2. Kelompok

692 50 5
                                    

Suara grusak-grusuk begitu memenuhi ruang kelas yang baru saja ditinggal satu jam lalu, para penghuninya baru saja kembali dari ruang lab dengan masing-masing jas lab yang tersampir di tangannya atau bahkan ada yang masih memakainya.

"Huhu gue nggak paham point bahasan praktek tadi." Aira berujar sedih, senyum gadis itu menghilang digantikan tekukan bibir ke bawah, kepalanya ia telungkupkan di lipatan tangannya di atas meja. Pokoknya letoy banget kayak orang tipes.

Tapi beberapa saat kemudian ia melebarkan senyumnya ketika netranya menangkap seseorang yang baru saja duduk di bangku paling depan dengan mulutnya yang tengah menyedot satu kotak susu coklat.

ANJIR VANO MINUM SUSU GUE?

MAKSUDNYA SUSU YANG GUE KASIH.

Aira langsung menegakkan tubuhnya, menepuk antusias lengan Aluna yang duduk di sampingnya hingga si empu mengerang kesal.

"Apaan sih anjir Ra?"

"Vano Lun," antusiasnya, ia sampai mengguncang bahu sahabatnya. "Vano minum susu."

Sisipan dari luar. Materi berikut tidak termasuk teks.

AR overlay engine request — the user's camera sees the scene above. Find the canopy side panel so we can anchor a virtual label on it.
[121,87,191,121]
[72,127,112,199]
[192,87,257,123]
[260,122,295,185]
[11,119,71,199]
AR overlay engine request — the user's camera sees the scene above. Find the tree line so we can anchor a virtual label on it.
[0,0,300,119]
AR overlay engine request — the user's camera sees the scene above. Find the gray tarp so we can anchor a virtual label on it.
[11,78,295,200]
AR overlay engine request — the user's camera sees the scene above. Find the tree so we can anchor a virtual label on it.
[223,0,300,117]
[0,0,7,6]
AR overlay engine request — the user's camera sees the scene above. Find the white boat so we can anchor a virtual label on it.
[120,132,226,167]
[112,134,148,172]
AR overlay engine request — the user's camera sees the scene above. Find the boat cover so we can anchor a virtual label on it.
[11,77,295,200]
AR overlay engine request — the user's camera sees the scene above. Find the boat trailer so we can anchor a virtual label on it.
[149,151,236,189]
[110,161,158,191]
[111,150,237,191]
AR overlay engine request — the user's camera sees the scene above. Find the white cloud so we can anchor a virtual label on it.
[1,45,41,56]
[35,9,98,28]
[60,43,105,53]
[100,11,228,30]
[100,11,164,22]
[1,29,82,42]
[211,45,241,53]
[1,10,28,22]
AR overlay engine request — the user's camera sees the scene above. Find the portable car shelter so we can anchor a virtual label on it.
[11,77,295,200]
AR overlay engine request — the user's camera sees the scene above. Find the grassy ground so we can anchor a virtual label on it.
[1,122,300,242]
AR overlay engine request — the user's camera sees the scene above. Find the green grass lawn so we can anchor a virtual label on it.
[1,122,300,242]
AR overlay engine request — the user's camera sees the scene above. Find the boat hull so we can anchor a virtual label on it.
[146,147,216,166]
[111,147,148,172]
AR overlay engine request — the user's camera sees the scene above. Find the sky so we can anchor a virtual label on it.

Aluna mengernyit dalam, bibirnya mengucap kata 'hah' karena tak paham konteks yang Aira bicarakan. Emangnya kenapa kalo Vano minum susu? Emang dia bakal jadi thanos? enggak kan.

"Minum susu gue."

"HAH?!" Aluna ber'hah' lebih keras dari sebelumnya, ia kemudian melirik Vano yang masih dengan agenda sedot susunya dan ganti melirik dada Aira secara bergantian.

"Susu lo utuh ah, mana ada Vano minum susu lo. Dih halunya maksiat."

"Oasu," umpat Aira sambil tersenyum. "Yang lemot cukup gue aja, lo jangan. Kasian yang nulis, masa ada duel karakter."

Aluna mencibir. "Yaudeh yang jelas kalo ngemeng, tadi aja pas adu bacot sama Tania paling kenceng lo."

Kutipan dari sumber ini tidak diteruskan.